This article was written by LSI Scholar Walter G. Johnson, class of 2020, who attended the 7th annual Workshop on Regulation and Reimbursement of Molecular Diagnostics.
The Center for Law, Science & Innovation (LSI) recently hosted its Workshop on Regulation and Reimbursement of Molecular Diagnostics. Speakers from various backgrounds shared insights on how current law and policy affect molecular diagnostics and precision medicine, both in the United States and Canada. The final session, however, examined a proposed major change in the regulation of molecular diagnostics. Professor Ralph Hall from the University of Michigan Law School gave the group an update on the Diagnostic Accuracy and Innovation Act (DAIA) and its progress in Congress.
The DAIA was proposed in March 2017 as a discussion draft by Reps. Larry Buschon (R-IN) and Diana DeGette (D-CO), building on a similar proposal from 2015. If enacted, the DAIA would clarify how the Food and Drug Administration (FDA) and the Centers for Medicare and Medicaid Services (CMS) can regulate molecular diagnostics [and diagnostic tests broadly]. Currently, the FDA regulates test kits made by manufacturers and sold to labs, while CMS oversees tests that individual laboratories build and offer only in-house—so called laboratory developed tests (LDTs). But tensions have been rising over the past several decades, peaking with the FDA releasing draft guidance claiming authority over LDTs in 2014 and then retracting the move a week after the 2016 elections. The DAIA would resolve this by giving FDA oversight on the development of diagnostics and CMS control over performing the tests in the laboratory.
But Professor Hall highlighted that the policies behind the DAIA will not matter much if political forces prevent its enactment. The proposal has, thus far, been just uncontroversial enough to gain some traction with major industry stakeholders—consensus which was previously lacking. At the time Professor Hall presented, the next obstacle was anticipated technical assistance from FDA, which could either move the DAIA forward or place new barriers in its path to a congressional vote. Since the Workshop, the FDA technical assistance has now been issued and was somewhat positive (according to stakeholders), while recommending precertification programs and continuing to express some of the agency’s longstanding concerns. New reports of stakeholder resistance to the DAIA also surfaced after the FDA technical assistance, which could further complicate the proposal’s path in Congress.

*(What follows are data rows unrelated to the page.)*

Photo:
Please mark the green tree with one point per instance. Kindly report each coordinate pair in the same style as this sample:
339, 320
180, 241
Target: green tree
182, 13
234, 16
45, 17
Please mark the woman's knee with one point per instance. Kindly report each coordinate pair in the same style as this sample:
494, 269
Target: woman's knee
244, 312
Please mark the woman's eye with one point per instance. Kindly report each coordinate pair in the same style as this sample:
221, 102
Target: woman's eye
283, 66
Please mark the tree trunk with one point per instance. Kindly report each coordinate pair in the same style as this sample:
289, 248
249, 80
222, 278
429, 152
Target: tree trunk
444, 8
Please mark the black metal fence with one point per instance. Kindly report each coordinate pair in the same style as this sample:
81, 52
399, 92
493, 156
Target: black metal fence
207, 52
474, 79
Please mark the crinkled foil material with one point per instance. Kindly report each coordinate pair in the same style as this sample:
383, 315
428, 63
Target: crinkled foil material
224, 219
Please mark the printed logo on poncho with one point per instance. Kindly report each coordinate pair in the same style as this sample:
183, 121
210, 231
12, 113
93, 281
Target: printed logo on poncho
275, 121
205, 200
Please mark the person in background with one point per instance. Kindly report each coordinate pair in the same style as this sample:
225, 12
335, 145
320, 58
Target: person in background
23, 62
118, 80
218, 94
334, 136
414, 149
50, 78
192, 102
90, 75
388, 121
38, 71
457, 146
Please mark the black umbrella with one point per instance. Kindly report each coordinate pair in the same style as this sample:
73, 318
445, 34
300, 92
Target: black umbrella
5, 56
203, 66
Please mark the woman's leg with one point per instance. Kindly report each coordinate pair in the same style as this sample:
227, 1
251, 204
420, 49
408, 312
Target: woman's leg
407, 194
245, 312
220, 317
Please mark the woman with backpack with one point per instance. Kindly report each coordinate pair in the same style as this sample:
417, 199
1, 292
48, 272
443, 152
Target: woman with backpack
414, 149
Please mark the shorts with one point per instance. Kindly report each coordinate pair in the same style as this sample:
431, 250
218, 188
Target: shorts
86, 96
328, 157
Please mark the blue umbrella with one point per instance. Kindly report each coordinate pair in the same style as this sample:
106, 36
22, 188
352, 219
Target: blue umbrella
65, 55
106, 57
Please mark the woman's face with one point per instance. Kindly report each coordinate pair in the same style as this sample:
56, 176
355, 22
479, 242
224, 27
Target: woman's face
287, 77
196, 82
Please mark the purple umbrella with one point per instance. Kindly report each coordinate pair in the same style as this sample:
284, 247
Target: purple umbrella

Congress has a busy schedule of other health policy issues for the rest of the year, which might leave no time to address the DAIA. Congress has opioid legislation as a high priority, followed by drug pricing issues and new discussion about another push on the Affordable Care Act. With only six months remaining in this legislative session and an upcoming election, it is uncertain if the DAIA will capture enough legislator interest to be considered. And given the possibility of a political shift in the 116th Congress, diagnostics legislation could look different in 2019—if proposed at all. Professor Hall concluded that legislative reform around molecular diagnostics and LDTs has been a story of actual and perceived differences between stakeholders and their needs, yielding little common ground or agreement about how to move forward. While the DAIA represents a step towards consensus, the decades-old issue simply might need a little more time.